I will be working to create a stronger buffer of masonry fences between homes and businesses; define the types of businesses appropriate to Olive Blvd. in Ward 1, and to require hours of operation to prevent late night traffic.

We can have compatibility between residents and businesses along Olive Blvd. in Ward 1 and it will happen when we approve a properly updated Creve Coeur Comprehensive Plan

Olive Blvd: A Better Plan

February 10, 2013 0 Comments

David Caldwell, Candidate for Creve Coeur (Mo.) City Council Ward 1 - a better plan for Olive Blvd.We need a better plan for Olive Blvd. in Ward 1.

Planning and implementation of Olive Blvd. improvements between Spoede and Mosley have been neglected too long.

Some properties have gone vacant for extended periods. Others have been neglected. Development and improvement has been spotty and inconsistent.

The current rules create uncertainty that is unacceptable to both residents and business people. Businesses face a costly process to get approval with no assurance of success. Residents must fight to protect their neighborhoods from encroachment on a case by case basis.

We need a plan and rules that work. We need a system that eliminates the uncertainty.

The plan should encourage a mix of retail and office use and include elements such as

-          No businesses with late night hours

-          No driveways on residential streets

-          Architectural standards such as pitched roofs

-          A sign code that is toned down

-          Masonry fences along the rear boundary

-          Sidewalks with trees and decorative lighting

-          Artistic bus stop shelters and other pedestrian enhancements

To compensate for higher building costs and to encourage high quality projects, a higher coverage should be allowed.

Mayor Glantz has joined me in calling for a new plan. I will work with the Mayor to forge a consensus between residents and business.

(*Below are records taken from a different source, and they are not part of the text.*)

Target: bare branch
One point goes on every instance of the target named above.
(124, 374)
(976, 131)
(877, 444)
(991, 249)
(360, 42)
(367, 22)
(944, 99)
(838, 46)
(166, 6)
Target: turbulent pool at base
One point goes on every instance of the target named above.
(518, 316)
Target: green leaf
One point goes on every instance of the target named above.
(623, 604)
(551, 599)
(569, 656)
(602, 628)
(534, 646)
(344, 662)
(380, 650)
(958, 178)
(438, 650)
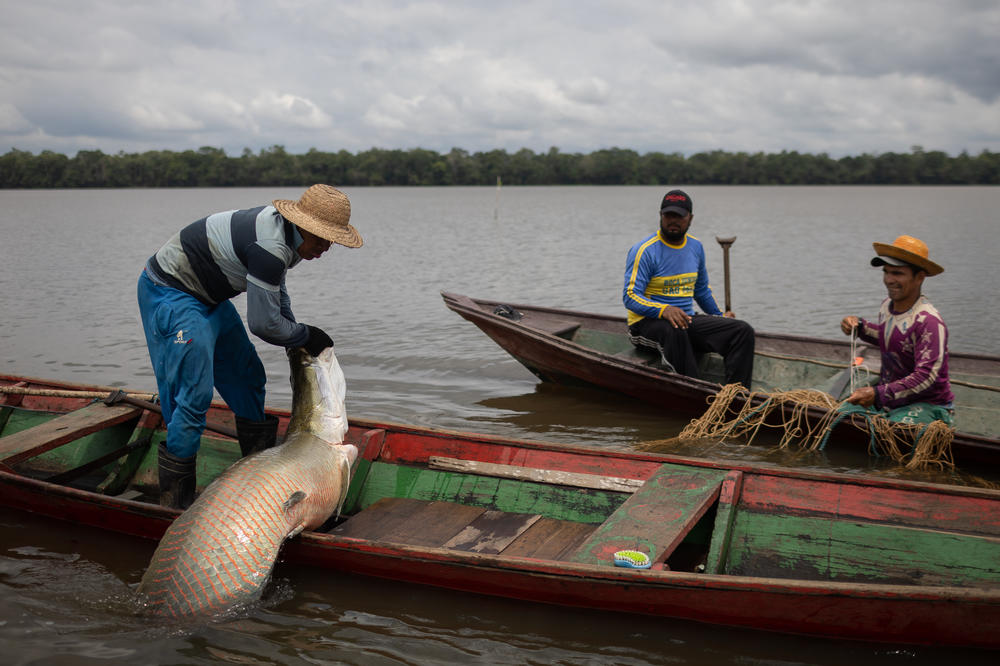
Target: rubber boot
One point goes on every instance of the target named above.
(177, 479)
(256, 436)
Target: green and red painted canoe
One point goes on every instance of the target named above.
(742, 545)
(581, 348)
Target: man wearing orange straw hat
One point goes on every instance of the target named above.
(912, 336)
(195, 337)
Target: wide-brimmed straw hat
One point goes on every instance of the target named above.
(324, 211)
(905, 250)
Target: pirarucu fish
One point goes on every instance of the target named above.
(220, 552)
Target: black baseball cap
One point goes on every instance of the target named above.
(676, 201)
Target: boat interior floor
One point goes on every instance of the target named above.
(473, 529)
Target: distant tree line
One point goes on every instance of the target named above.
(211, 167)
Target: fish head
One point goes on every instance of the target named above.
(318, 395)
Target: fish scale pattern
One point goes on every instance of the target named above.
(222, 549)
(220, 552)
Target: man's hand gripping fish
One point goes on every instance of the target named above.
(220, 551)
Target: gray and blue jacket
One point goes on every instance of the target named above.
(237, 251)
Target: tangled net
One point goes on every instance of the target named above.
(915, 446)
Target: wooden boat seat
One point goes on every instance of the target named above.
(657, 517)
(61, 430)
(466, 528)
(563, 328)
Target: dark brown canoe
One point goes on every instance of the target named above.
(569, 347)
(772, 549)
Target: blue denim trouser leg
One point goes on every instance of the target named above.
(195, 348)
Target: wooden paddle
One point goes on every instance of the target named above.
(725, 243)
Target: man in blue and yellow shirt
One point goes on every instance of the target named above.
(664, 275)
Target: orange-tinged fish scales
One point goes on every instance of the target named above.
(220, 551)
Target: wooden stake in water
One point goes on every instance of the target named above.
(725, 243)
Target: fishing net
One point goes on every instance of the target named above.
(736, 414)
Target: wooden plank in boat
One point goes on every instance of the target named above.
(558, 327)
(409, 521)
(549, 539)
(491, 532)
(657, 517)
(554, 477)
(725, 517)
(63, 429)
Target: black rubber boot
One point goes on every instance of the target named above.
(177, 479)
(256, 436)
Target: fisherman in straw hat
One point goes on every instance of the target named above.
(912, 337)
(195, 337)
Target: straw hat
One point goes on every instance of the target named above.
(324, 211)
(905, 250)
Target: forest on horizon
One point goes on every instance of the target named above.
(274, 166)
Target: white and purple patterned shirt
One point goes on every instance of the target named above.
(914, 346)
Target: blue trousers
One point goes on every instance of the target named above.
(195, 348)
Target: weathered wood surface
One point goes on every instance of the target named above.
(554, 477)
(657, 517)
(63, 429)
(817, 548)
(914, 507)
(549, 539)
(491, 532)
(560, 502)
(411, 522)
(725, 517)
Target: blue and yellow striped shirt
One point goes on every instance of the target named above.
(658, 274)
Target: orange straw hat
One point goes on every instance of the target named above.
(324, 211)
(905, 250)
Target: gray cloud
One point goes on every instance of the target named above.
(815, 76)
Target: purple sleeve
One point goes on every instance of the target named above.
(869, 332)
(929, 345)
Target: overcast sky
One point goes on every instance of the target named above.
(842, 77)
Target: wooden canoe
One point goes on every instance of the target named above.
(569, 347)
(766, 548)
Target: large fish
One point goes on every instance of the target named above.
(220, 552)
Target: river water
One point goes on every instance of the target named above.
(68, 265)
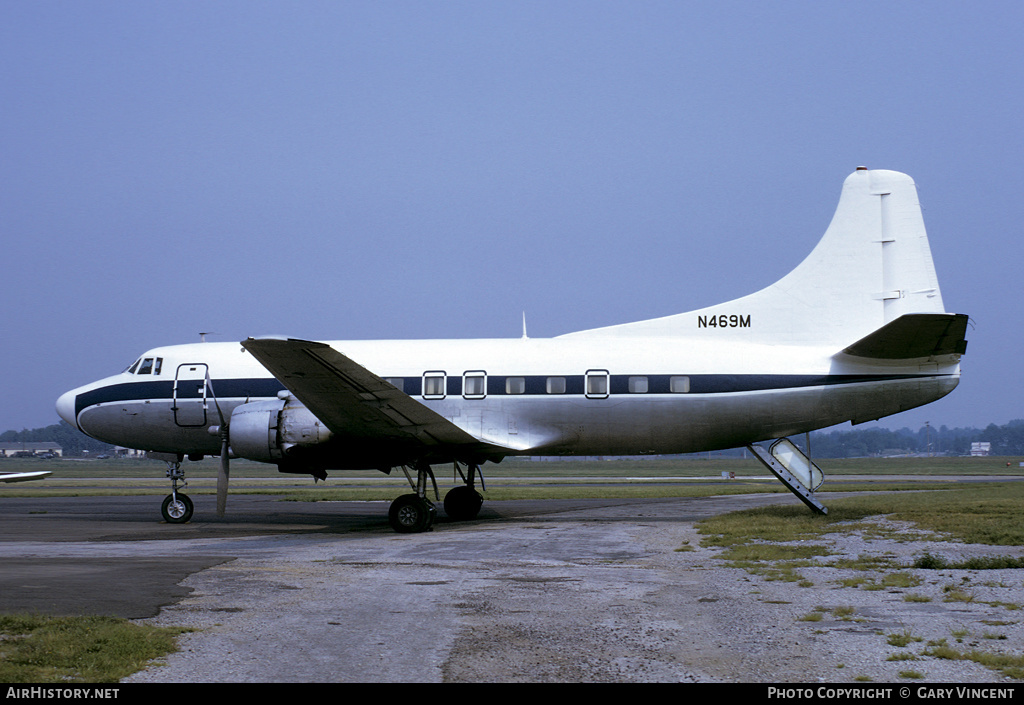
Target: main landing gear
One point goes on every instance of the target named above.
(177, 507)
(413, 512)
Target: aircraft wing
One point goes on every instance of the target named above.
(353, 402)
(23, 477)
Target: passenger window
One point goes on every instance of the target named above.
(679, 385)
(474, 385)
(433, 384)
(638, 385)
(597, 383)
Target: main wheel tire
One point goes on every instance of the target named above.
(412, 514)
(177, 508)
(462, 503)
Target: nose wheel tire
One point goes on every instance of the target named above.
(412, 514)
(177, 508)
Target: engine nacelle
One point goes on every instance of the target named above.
(267, 430)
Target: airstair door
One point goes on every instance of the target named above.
(189, 398)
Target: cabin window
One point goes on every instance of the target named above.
(474, 385)
(433, 385)
(556, 385)
(638, 385)
(597, 383)
(679, 385)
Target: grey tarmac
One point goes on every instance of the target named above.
(576, 590)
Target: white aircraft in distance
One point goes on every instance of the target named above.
(23, 477)
(856, 332)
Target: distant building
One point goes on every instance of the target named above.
(26, 450)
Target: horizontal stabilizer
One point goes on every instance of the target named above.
(914, 335)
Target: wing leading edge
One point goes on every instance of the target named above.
(353, 402)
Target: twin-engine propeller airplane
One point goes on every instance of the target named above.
(856, 332)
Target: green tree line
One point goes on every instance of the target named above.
(72, 441)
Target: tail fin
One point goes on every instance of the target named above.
(872, 265)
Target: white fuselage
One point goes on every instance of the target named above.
(535, 397)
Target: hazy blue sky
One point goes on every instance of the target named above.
(432, 169)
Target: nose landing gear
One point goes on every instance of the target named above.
(177, 507)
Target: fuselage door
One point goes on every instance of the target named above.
(189, 398)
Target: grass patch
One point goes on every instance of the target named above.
(987, 514)
(40, 649)
(985, 563)
(901, 638)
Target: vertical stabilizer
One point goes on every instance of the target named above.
(872, 265)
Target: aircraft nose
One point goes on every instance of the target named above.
(66, 407)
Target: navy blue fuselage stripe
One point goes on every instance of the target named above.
(497, 386)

I will insist on buy-in from residents before any changes are made.

The city should commit capital to enhance east Olive Blvd. A $530,000 decorative lighting project for west Olive Blvd. has been approved. We should have a similar commitment for east Olive to create a more inviting pedestrian corridor.

We need a plan to retain existing businesses, encourage them to upgrade their property, and to attract desirable new businesses.

Vote for me April 2 – for a better plan and a better Olive Blvd.